I think they are a construction company that is very attentive to the needs and demands of architects, to how they want things to turn out and whether they need to be changed, or even to contribute their knowledge, which has always been well received. In addition, the specialised work, in which they have experience, always helps us to resolve issues. I must also say that all of our clients have been happy with the final result.
The projects we have done with them involve certain rather unusual details: flush skirting boards, frameless doors, microcement; well, things that require attention to detail, not just done any old way, and I think they have responded well and managed to resolve them correctly.
The last project we worked on together, which we are currently working on, had certain details that needed to be taken care of and that not just any professional could do; it had to be done by highly qualified people.
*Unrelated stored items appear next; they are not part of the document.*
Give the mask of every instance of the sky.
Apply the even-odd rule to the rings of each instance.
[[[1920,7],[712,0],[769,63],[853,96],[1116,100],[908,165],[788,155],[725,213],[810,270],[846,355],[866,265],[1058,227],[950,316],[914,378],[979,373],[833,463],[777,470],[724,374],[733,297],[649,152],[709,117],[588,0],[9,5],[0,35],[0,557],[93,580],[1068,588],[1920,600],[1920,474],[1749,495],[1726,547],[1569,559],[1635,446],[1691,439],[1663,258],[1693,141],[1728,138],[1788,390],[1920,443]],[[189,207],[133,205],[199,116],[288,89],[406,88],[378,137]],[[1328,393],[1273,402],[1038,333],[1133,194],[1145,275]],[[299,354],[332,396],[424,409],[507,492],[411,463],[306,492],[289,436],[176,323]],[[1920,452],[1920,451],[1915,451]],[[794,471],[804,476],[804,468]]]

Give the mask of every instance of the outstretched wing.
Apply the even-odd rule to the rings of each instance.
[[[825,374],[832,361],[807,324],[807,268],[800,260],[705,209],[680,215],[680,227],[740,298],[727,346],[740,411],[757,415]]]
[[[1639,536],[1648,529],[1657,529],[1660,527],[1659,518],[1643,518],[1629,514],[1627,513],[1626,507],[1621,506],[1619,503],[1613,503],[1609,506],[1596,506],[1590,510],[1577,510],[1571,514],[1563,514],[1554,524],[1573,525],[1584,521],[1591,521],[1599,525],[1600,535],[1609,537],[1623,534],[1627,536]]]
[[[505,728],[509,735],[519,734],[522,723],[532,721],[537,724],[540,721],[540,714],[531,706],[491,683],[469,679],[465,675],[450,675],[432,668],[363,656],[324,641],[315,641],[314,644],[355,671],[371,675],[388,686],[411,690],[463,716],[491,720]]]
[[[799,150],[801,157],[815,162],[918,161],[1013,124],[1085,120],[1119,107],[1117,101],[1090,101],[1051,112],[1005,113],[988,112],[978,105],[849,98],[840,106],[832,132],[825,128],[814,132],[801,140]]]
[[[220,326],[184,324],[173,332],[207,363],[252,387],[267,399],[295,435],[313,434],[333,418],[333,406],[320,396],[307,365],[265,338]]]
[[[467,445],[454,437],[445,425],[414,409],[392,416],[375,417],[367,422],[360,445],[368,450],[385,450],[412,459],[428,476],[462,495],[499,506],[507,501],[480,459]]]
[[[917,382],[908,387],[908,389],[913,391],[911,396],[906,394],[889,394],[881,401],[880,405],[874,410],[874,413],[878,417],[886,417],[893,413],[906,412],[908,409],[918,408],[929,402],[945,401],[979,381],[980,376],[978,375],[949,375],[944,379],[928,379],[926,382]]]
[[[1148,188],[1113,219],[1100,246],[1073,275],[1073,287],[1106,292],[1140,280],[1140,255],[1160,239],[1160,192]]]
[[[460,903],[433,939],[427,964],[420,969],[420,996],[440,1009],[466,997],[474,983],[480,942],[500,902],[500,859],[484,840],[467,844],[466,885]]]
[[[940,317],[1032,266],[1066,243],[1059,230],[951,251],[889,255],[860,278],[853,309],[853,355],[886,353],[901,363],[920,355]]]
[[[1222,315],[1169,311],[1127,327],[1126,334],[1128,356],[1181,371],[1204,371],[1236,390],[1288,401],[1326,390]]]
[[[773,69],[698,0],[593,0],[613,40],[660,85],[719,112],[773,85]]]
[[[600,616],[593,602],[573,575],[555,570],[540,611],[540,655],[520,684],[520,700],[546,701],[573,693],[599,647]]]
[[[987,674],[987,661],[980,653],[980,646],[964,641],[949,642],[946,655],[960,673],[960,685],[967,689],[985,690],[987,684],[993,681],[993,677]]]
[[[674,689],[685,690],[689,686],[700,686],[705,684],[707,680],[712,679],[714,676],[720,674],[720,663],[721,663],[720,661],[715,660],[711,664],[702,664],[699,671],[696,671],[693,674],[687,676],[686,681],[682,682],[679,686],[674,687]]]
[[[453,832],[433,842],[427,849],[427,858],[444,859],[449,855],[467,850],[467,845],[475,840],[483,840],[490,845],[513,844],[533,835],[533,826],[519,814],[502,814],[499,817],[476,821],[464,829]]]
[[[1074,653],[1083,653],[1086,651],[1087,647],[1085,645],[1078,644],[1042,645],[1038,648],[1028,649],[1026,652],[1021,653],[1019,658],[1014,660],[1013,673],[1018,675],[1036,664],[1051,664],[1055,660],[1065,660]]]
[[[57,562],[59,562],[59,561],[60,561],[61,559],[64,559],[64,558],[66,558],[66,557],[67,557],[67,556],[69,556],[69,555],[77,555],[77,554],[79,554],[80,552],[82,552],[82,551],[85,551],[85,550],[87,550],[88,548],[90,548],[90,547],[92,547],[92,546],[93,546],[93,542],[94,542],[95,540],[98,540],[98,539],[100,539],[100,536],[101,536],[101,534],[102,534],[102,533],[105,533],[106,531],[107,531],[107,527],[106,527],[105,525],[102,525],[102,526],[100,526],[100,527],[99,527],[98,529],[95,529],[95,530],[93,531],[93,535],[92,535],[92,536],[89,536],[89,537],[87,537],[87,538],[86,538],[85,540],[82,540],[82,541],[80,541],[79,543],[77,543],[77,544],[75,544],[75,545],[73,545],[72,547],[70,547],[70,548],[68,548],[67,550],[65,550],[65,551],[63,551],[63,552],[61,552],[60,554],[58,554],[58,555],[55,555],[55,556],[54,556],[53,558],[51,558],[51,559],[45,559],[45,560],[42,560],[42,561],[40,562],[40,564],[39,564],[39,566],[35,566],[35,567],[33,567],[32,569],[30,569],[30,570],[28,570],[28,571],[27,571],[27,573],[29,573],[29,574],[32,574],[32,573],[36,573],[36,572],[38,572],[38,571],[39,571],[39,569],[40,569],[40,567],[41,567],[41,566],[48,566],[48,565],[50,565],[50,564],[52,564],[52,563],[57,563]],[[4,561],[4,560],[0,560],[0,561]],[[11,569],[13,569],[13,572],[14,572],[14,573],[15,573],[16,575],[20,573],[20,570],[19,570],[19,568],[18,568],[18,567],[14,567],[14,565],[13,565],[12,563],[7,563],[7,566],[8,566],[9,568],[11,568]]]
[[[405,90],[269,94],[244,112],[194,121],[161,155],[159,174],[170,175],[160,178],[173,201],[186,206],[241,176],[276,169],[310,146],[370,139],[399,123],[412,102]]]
Well, textured paints, microcements, a certain search for woods that would match each other because they were used in different areas of the house. Outside, there were floors and certain pieces of furniture made of polished concrete, where you can see the grain, which also required the right professionals for the job. Well, I think it has been a home with well-resolved details that have been satisfactorily executed.
How has architecture evolved from your beginnings to today?
As for the work of architecture, I believe it has been the same and will continue to be the same. Doing things well, designing sensibly, thinking about the location and trying to solve each problem individually rather than generically, so that it is not all copy and paste, so that each project has its own particular stamp.
It is also true that regulations have evolved since 2010, with successive regulatory changes in terms of minimum technical requirements, forcing architecture to adapt. You have the challenge of how to achieve what you were doing before in a new way, providing solutions to all of this. Well, with the enormous insulation requirements we have today, the number of installations in homes and the emergence of new, more processed or sustainable materials, you have to combine them with more traditional construction methods.
What do you think will be the challenges for architecture in the medium/long term?
There is a lot of talk about it now, and we are starting to see it. Sometimes you get a reel, a post about artificial intelligence programmes that solve your housing problems. Well, those tools may help you do something, but in the end, human labour has to be behind the whole process. There are things in the design of spaces, things you want to achieve, that I think will be impossible for artificial intelligence to solve. But I do think it will have to adapt a little to certain things and include some of these tools in the process, which will probably make the work, in a way, even more efficient in some processes.